Aufgrund der enormen Drehgeschwindigkeit, kommt es einem ruhenden Betrachter – zum Beispiel auf der Erde – wie ein kosmischer Blitz vor, wenn sich die Strahlen in unsere Sichtlinie hinein und aus ihr heraus bewegen. Die Abstände dieser Blinksignale, so die Forscher, sind dabei so präzise, dass sie es mit der Genauigkeit von Atomuhren aufnehmen können.
Zukünftige Simulationen sollen noch näher an die reale Physik eines Pulsars herankommen. So hofft Philippov, dass die Forschung letztendlich den genauen Zeitpunkt der Pulsar-Emissionen bestimmen kann. Winzige Abweichungen im Pulsar-Timing, kommen wiederum Astronomen zugute, um Gravitationswellen zu erkennen, die das Gewebe der Raumzeit dehnen und stauchen.
Pulsare könnten kosmische „GPS“-Navigation ermöglichen
Neben dem Flatiron-Institut erforscht auch die NASA, wie Pulsare funktionieren.

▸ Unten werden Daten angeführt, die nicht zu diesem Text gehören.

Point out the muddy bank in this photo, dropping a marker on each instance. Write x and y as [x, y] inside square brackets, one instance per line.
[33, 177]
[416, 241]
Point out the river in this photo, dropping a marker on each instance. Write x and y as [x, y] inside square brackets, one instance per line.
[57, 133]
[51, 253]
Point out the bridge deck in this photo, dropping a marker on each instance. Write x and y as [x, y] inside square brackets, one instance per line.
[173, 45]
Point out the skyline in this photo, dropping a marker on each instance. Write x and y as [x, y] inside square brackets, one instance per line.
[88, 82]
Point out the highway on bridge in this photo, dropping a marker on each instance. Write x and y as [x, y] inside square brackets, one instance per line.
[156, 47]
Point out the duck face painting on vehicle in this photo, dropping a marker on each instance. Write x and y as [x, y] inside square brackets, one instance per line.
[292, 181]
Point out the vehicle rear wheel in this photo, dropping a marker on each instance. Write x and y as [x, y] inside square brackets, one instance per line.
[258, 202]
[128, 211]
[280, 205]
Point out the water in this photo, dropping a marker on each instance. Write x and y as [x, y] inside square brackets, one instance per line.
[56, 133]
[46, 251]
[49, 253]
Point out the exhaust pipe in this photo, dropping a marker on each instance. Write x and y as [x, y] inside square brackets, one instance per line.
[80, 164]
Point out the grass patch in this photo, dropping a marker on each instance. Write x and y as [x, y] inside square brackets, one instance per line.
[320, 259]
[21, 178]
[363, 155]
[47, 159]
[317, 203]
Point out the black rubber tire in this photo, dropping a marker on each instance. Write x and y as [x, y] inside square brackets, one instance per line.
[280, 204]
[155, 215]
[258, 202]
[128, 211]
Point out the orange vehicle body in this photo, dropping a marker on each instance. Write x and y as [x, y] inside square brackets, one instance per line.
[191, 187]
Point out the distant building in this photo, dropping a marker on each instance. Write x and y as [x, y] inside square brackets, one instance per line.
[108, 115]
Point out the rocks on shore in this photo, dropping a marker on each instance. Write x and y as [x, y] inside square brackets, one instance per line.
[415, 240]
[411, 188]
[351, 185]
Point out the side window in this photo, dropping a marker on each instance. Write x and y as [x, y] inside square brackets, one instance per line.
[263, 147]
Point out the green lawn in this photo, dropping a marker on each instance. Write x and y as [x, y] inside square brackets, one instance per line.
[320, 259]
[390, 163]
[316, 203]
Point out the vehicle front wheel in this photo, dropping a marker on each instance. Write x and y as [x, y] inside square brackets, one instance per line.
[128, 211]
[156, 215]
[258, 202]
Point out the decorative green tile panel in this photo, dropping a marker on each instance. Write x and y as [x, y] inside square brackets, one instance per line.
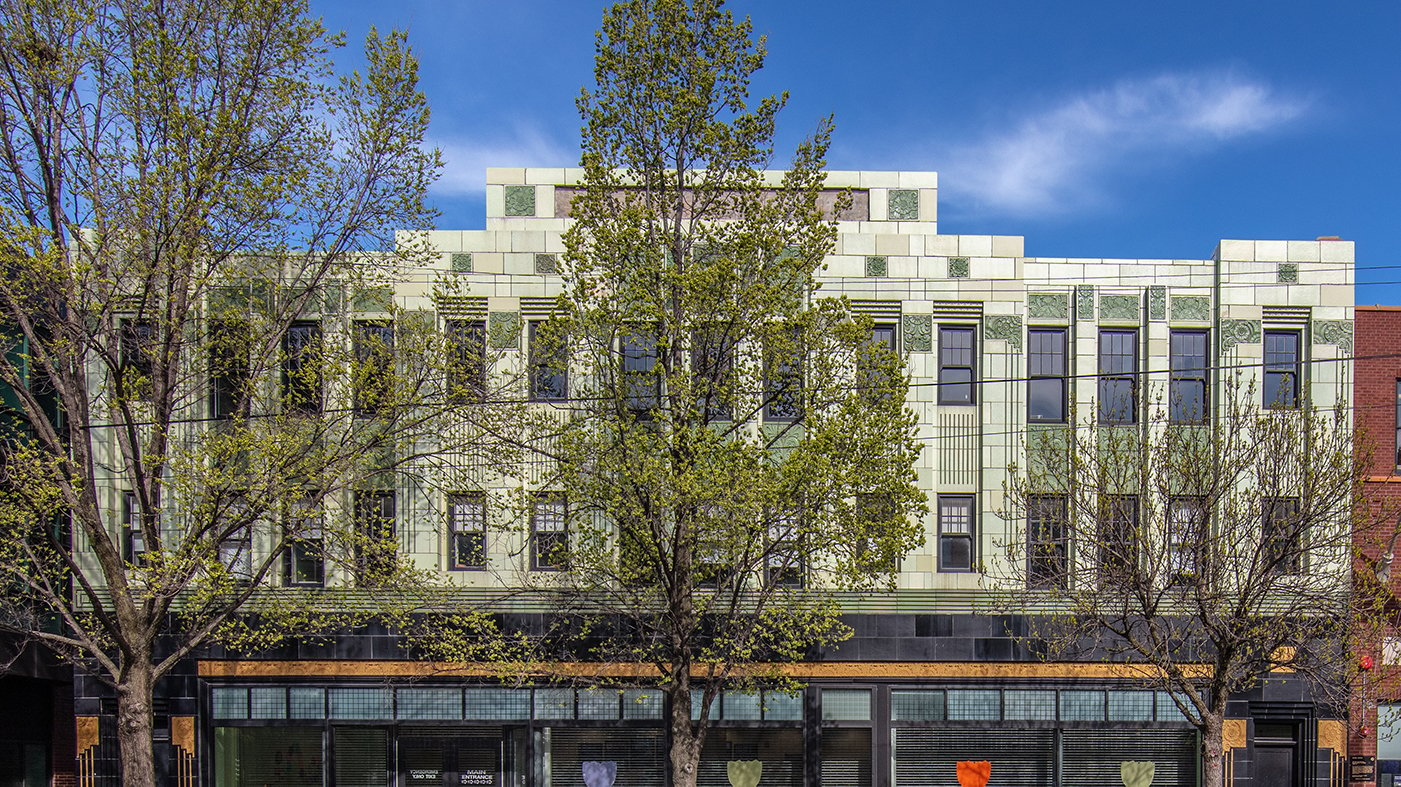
[503, 328]
[1003, 326]
[520, 200]
[373, 298]
[919, 332]
[1048, 305]
[1120, 307]
[904, 205]
[1334, 332]
[1239, 332]
[1192, 307]
[1085, 301]
[1157, 301]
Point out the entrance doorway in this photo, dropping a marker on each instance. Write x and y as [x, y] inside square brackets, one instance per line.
[1277, 754]
[454, 758]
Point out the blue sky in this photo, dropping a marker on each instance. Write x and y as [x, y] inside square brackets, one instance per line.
[1094, 129]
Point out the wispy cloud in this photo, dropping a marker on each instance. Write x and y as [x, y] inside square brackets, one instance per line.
[1064, 157]
[465, 158]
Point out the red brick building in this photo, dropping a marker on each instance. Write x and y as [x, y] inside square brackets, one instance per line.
[1375, 730]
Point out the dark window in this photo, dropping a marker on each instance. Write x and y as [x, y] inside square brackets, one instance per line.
[640, 380]
[548, 364]
[467, 527]
[783, 377]
[306, 542]
[301, 367]
[785, 555]
[137, 357]
[1045, 375]
[1282, 542]
[1187, 532]
[373, 389]
[229, 374]
[1118, 539]
[133, 535]
[956, 532]
[956, 364]
[712, 363]
[873, 363]
[549, 532]
[1047, 541]
[1282, 370]
[1118, 375]
[377, 546]
[1187, 389]
[465, 360]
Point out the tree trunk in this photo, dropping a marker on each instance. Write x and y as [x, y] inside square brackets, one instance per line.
[133, 726]
[1213, 751]
[685, 742]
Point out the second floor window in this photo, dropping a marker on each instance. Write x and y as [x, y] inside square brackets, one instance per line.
[956, 364]
[548, 532]
[1187, 385]
[373, 387]
[467, 527]
[377, 545]
[465, 360]
[640, 382]
[306, 562]
[548, 364]
[1045, 375]
[956, 531]
[301, 360]
[1281, 384]
[1282, 538]
[1047, 541]
[1118, 377]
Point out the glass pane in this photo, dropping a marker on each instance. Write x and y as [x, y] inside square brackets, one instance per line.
[1029, 705]
[430, 703]
[916, 706]
[506, 705]
[1131, 706]
[1082, 706]
[846, 705]
[360, 703]
[970, 705]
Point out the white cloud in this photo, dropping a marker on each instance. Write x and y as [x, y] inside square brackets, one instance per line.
[465, 160]
[1062, 158]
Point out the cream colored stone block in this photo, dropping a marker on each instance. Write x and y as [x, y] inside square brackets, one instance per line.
[506, 175]
[974, 245]
[890, 245]
[1271, 251]
[1008, 245]
[1335, 251]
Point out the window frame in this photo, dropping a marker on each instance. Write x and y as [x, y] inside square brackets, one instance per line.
[947, 387]
[547, 370]
[1291, 371]
[1037, 374]
[548, 542]
[1048, 555]
[1108, 378]
[1181, 375]
[460, 535]
[968, 537]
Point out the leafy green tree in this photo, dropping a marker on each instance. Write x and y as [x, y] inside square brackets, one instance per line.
[736, 447]
[1212, 553]
[192, 205]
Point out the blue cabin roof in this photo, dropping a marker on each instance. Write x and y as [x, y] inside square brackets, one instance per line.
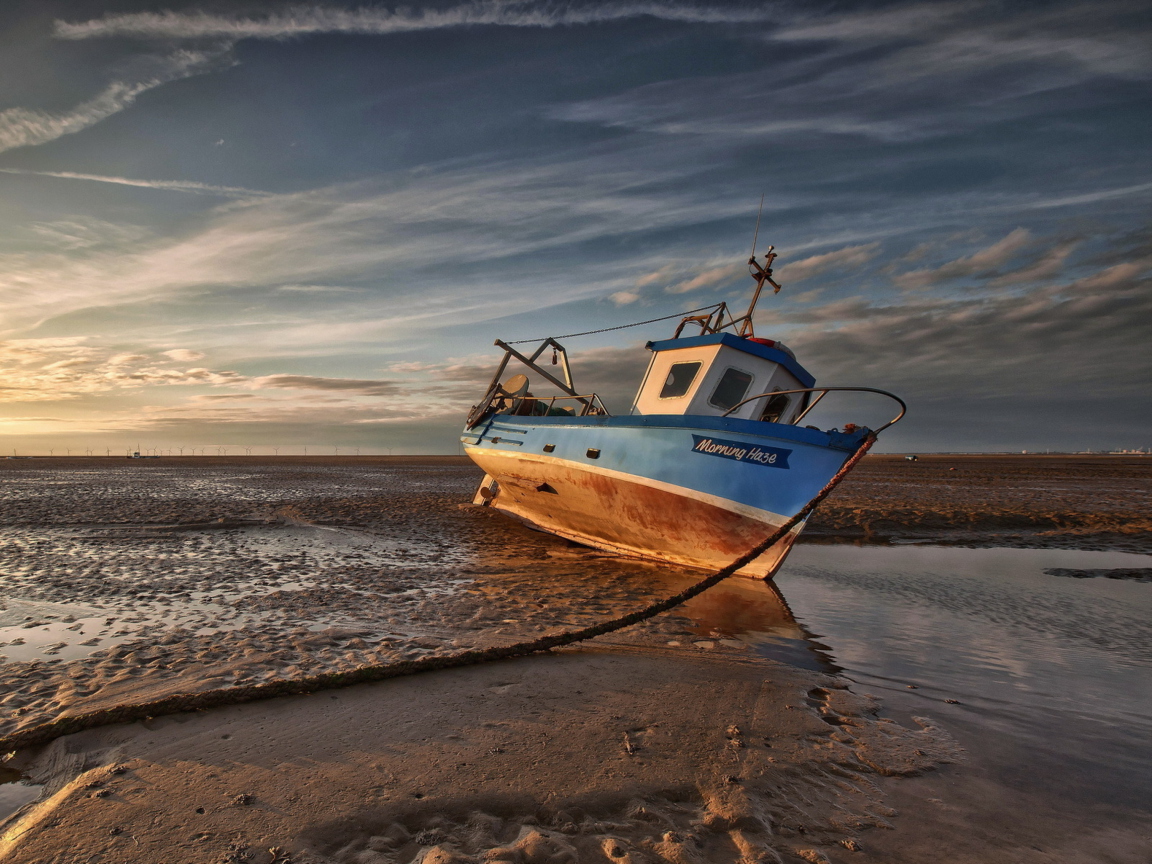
[741, 345]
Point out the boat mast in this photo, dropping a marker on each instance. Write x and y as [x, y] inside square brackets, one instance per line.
[713, 321]
[763, 275]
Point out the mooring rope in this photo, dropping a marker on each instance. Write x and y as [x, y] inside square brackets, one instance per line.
[620, 326]
[179, 703]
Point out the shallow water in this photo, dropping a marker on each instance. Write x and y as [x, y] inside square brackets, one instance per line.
[1052, 675]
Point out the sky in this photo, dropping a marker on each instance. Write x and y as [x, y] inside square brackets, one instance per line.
[265, 226]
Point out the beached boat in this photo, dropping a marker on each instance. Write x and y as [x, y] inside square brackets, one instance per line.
[710, 460]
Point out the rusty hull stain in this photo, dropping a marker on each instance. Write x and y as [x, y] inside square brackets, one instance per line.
[628, 517]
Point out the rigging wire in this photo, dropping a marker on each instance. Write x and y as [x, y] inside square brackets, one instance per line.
[622, 326]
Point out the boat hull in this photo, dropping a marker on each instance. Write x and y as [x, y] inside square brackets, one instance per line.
[692, 491]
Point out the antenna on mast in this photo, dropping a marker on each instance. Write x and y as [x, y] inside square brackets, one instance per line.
[756, 234]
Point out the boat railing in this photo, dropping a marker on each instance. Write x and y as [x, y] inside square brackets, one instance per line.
[589, 403]
[823, 392]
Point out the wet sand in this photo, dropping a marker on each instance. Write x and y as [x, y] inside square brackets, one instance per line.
[667, 742]
[1063, 501]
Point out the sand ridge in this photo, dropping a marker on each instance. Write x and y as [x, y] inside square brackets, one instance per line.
[612, 753]
[209, 574]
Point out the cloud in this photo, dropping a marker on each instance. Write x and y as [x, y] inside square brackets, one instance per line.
[389, 228]
[993, 345]
[982, 262]
[27, 127]
[817, 264]
[183, 355]
[1046, 266]
[709, 278]
[622, 298]
[911, 73]
[343, 385]
[174, 186]
[308, 21]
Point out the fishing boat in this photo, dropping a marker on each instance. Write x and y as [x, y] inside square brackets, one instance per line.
[711, 459]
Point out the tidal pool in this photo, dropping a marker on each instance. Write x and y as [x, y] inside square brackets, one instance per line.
[1045, 680]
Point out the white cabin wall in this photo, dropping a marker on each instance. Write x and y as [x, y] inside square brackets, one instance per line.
[648, 400]
[762, 371]
[714, 360]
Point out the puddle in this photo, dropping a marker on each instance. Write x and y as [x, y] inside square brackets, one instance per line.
[1053, 673]
[15, 791]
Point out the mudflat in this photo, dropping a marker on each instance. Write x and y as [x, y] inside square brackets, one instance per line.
[124, 580]
[1067, 501]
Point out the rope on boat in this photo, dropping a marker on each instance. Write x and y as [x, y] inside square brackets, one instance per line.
[622, 326]
[179, 703]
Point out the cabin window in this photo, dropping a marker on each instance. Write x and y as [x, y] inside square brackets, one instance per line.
[775, 408]
[732, 388]
[680, 378]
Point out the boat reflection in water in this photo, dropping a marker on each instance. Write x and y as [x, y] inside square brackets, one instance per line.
[757, 614]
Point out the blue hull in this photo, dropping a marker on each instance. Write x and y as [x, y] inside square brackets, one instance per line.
[692, 490]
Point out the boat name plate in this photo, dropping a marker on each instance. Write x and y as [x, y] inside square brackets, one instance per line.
[742, 452]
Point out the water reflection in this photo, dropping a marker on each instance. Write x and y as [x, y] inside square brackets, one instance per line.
[757, 614]
[15, 791]
[1054, 673]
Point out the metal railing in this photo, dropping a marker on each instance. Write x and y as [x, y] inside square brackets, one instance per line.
[824, 392]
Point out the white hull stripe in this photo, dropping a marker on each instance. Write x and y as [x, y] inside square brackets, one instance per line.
[725, 503]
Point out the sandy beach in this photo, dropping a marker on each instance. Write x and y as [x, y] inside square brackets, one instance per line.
[128, 580]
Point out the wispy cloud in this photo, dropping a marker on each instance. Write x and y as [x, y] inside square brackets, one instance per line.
[1047, 266]
[982, 262]
[307, 21]
[175, 186]
[817, 264]
[709, 278]
[28, 127]
[903, 74]
[343, 385]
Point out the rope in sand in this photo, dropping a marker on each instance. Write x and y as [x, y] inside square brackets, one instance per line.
[179, 703]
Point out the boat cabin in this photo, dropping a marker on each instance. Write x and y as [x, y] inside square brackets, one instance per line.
[712, 373]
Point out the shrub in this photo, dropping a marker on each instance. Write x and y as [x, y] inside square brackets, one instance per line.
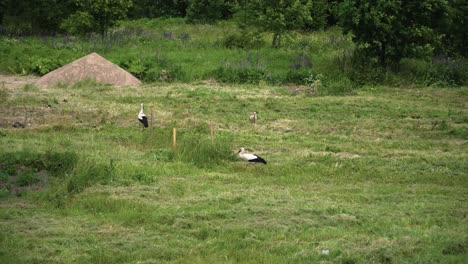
[78, 23]
[250, 69]
[43, 66]
[243, 40]
[447, 74]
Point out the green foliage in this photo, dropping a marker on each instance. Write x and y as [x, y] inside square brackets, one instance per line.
[88, 173]
[27, 178]
[31, 16]
[158, 8]
[277, 17]
[209, 11]
[200, 152]
[43, 66]
[78, 23]
[387, 31]
[244, 39]
[105, 13]
[200, 203]
[449, 74]
[319, 11]
[250, 69]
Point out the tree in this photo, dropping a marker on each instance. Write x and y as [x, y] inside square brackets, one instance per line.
[34, 16]
[105, 13]
[278, 16]
[389, 30]
[208, 11]
[158, 8]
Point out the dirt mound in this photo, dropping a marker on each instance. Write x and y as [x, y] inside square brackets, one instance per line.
[93, 67]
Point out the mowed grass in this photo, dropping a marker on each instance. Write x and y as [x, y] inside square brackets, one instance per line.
[378, 177]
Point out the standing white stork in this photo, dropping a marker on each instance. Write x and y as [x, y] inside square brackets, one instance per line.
[142, 117]
[251, 158]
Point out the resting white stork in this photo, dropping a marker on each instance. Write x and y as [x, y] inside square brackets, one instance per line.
[251, 158]
[142, 117]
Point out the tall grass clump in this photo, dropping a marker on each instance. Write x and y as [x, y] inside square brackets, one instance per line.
[250, 69]
[198, 150]
[87, 173]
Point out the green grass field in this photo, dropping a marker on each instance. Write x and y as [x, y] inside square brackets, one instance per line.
[377, 177]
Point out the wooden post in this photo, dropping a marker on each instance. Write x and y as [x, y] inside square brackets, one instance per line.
[212, 134]
[152, 125]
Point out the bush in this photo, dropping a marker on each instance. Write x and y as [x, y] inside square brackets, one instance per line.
[448, 74]
[153, 69]
[250, 69]
[79, 23]
[243, 40]
[43, 66]
[298, 76]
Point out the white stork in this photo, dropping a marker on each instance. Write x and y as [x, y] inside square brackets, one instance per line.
[142, 117]
[251, 158]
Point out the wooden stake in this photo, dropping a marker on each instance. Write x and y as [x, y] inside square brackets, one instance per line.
[152, 125]
[211, 133]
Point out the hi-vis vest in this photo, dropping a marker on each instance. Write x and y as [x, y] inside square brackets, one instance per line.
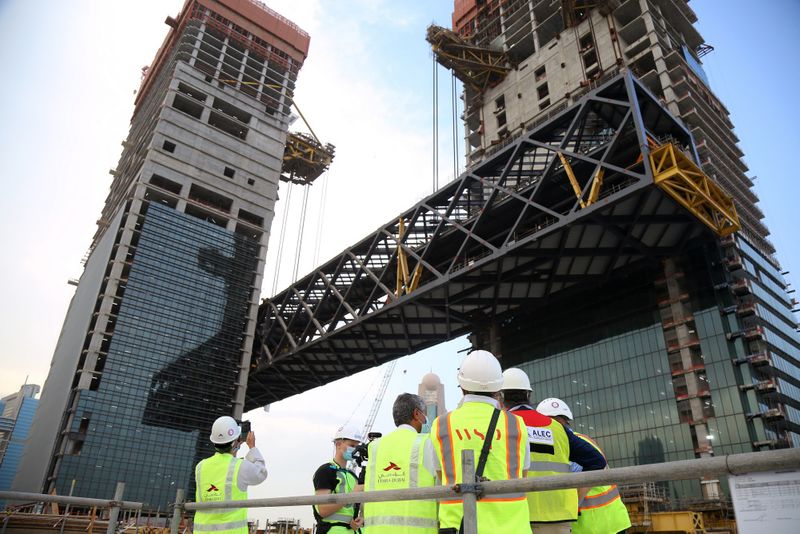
[549, 456]
[216, 479]
[395, 462]
[602, 510]
[345, 483]
[464, 428]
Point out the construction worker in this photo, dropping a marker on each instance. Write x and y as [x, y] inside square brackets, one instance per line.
[468, 427]
[224, 477]
[552, 448]
[334, 477]
[601, 510]
[402, 459]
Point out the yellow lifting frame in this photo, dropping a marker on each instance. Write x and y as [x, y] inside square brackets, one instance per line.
[680, 178]
[594, 190]
[404, 285]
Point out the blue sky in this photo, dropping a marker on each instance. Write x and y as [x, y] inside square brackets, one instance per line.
[70, 72]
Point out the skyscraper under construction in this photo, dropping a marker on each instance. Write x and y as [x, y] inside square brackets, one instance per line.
[157, 340]
[694, 355]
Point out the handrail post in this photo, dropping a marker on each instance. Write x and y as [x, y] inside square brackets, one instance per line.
[113, 512]
[468, 485]
[177, 512]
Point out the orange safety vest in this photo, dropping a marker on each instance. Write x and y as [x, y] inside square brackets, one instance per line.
[464, 428]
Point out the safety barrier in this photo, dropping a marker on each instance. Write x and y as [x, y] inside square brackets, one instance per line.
[114, 505]
[735, 464]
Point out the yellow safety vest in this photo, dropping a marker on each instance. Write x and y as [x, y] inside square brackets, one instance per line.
[346, 483]
[602, 510]
[464, 428]
[549, 456]
[216, 480]
[396, 462]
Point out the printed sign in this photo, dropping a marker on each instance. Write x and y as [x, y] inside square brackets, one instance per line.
[541, 436]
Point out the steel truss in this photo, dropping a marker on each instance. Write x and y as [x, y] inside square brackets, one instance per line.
[476, 66]
[508, 233]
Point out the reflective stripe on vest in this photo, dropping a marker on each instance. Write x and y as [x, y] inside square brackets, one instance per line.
[602, 510]
[397, 461]
[345, 514]
[464, 429]
[399, 521]
[600, 499]
[550, 466]
[220, 469]
[551, 505]
[220, 526]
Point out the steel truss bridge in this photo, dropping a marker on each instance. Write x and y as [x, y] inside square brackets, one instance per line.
[604, 185]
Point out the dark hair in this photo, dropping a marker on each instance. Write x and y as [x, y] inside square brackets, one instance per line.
[515, 397]
[490, 394]
[224, 447]
[404, 406]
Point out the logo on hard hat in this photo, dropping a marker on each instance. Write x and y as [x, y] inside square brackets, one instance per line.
[392, 467]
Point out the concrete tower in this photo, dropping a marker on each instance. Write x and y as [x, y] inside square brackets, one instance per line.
[696, 356]
[157, 339]
[431, 390]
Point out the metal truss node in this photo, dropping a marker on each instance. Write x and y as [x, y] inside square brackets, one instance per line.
[681, 179]
[305, 159]
[513, 231]
[476, 66]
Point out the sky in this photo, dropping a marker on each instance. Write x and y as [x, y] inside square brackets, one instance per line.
[71, 70]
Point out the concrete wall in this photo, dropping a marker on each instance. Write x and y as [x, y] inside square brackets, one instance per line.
[55, 395]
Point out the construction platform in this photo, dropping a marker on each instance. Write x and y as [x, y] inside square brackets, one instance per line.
[597, 189]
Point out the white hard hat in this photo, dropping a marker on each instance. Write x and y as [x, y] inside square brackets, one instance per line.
[480, 372]
[224, 430]
[514, 378]
[552, 407]
[347, 432]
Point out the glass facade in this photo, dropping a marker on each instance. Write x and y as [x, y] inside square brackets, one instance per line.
[172, 361]
[608, 353]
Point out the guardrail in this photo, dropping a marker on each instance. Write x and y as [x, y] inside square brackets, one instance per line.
[735, 464]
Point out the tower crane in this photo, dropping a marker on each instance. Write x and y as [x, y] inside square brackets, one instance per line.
[376, 404]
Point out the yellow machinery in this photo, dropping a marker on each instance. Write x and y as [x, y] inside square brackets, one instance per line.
[681, 179]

In einer Anspielung auf den Jahrestag von Bells Entdeckung beobachtete das NICER-Instrument (Neutron star Interior Composition Explorer), seit Juni 2017 an Bord der ISS, auch den berühmten ersten Pulsar, der heute als PSR B1919+21 bekannt ist.
Im Mittelpunkt steht dabei auch die Frage: „Was ist in einem Pulsar?“
Die NASA möchte mit NICER auch den Weg für die zukünftige Erforschung des Weltraums ebnen. Dazu soll der zweite Teil der Mission „Station Explorer for X-ray Timing and Navigation Technology“ (SEXTANT) eine, GPS-ähnliche Fähigkeit zur Navigation erproben, allerdings auf kosmischem Maßstab.
„Man kann die Pulsationen von Pulsaren, die in viele Richtungen um ein Raumschiff herum verteilt sind, zeitlich bestimmen, um herauszufinden, wo sich das Fahrzeug befindet, und es überall hin navigieren“, sagte Arzoumanian, der auch der wissenschaftliche Leiter von NICER ist. „Genau so funktioniert das GPS-System auf der Erde, mit präzisen Uhren, die von Satelliten im Orbit geflogen werden“.